Friday, November 21, 2008

City commemorates the 'Holodomor' Events to mark 75th anniversary

Ukrainian genocide a taboo topic until recently

By: Carol Sanders, Winnipeg Free Press

Updated: November 14 at 02:50 AM CST

It was 75 years ago and thousands of miles away but the genocide that wiped out millions in Ukraine is being remembered at events in Winnipeg all this week.

Young people are trying to get a feel for it with an 18-hour fast Friday at the University of Winnipeg. Yet a generation ago, little was known about the "Holodomor" that killed as many as 10 million Ukrainians in 1932 and 1933.

"You didn't hear a word about it," said Oksana Bondarchuk, who is helping to organize Friday's fast at the U of W. The Holodomor -- "holod" means hunger, starvation, famine, and "moryty" means to induce suffering, to kill -- was an act of genocide orchestrated by Soviet dictator Josef Stalin. Privately-owned farms were taken over and the state set up collectives. Those who rebelled were labelled enemies of the state and executed or sent to Siberian forced-labour camps, called gulags. Farmers lost their land and were starved, while the grain produced on the collectives was exported to finance the regime.

Until recently, many Ukrainians who survived the genocide didn't speak of that time, said Bondarchuk.

"A good friend of mine's mother who lived through it wouldn't talk about it."

Then there were those who denied the genocide ever happened, and those who argued that seven million, not 10 million, perished, she said.

"The point is, people starved.
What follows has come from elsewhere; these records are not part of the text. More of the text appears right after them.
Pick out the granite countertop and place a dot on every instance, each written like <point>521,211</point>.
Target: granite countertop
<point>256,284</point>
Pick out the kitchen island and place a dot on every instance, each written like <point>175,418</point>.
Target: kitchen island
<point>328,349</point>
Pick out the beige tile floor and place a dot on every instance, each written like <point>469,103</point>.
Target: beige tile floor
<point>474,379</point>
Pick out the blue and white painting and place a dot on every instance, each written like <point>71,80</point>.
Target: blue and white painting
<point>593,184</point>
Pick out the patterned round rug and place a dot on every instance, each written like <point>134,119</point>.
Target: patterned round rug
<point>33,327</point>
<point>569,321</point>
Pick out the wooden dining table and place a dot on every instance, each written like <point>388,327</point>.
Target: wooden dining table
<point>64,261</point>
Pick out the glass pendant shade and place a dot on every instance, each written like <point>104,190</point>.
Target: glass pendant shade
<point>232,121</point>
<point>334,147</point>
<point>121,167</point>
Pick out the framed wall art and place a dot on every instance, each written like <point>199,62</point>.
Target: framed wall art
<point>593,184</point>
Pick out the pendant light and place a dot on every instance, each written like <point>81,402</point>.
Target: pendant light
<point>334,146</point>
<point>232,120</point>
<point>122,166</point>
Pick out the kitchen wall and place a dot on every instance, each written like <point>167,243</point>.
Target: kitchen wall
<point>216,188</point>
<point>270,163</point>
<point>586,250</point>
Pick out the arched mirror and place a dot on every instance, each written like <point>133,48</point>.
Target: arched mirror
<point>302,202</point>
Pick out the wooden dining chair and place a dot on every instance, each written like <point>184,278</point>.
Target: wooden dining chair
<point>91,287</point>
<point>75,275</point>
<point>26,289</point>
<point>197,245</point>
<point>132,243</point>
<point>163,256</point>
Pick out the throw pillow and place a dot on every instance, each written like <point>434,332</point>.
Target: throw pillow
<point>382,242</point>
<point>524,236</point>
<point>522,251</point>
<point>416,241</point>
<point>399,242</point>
And with the reign of terror with Stalin, people feared talking -- they didn't want any repercussions," including those who immigrated to Canada.

"Even though we had freedom here, they had family there," she said.

Not until Ukraine achieved its independence in 1991 did many of the survivors speak out, she said.

"A lot of them, if they were born in 1928-29, are now 80 years old," she said. "Now it's coming out more and more."

A professor at the University of Manitoba has dug up some disturbing background music to the genocide.

"We focus on the horrors (of the Holodomor) but we don't quite see the horrors of the propaganda and the spin and what the official government line was," said Prof. Denis Hlynka.

Soviet propaganda seeped into the music of two famous Russian composers of the day -- Dmitri Shostakovich and Sergei Prokofiev, he said.

"Shostakovich was commissioned to compose a ballet that was called The Bright Stream about life on the collective farm," said Hlynka, who has Ukrainian roots.

"In the ballet, there was no famine. There was a celebration of life on the farm in 1934 -- in the shadow of the Holodomor," Hlynka said.

"The ballet was light and cheerful with waltzes, polkas and gallops and fun and entertaining -- just the opposite of what was going on," he said.

"In the finale of the ballet, giant vegetables appeared on stage... Juxtapose that with the horrors of famine."

In 1937, Prokofiev composed songs such as Golden Ukraine and October Flame with lyrics glorifying abundant harvests and the greatness of the Stalin years -- "all this in sharp contrast to the famine," said the professor.

"These days, we don't know what composers really thought. They did what they were asked to do."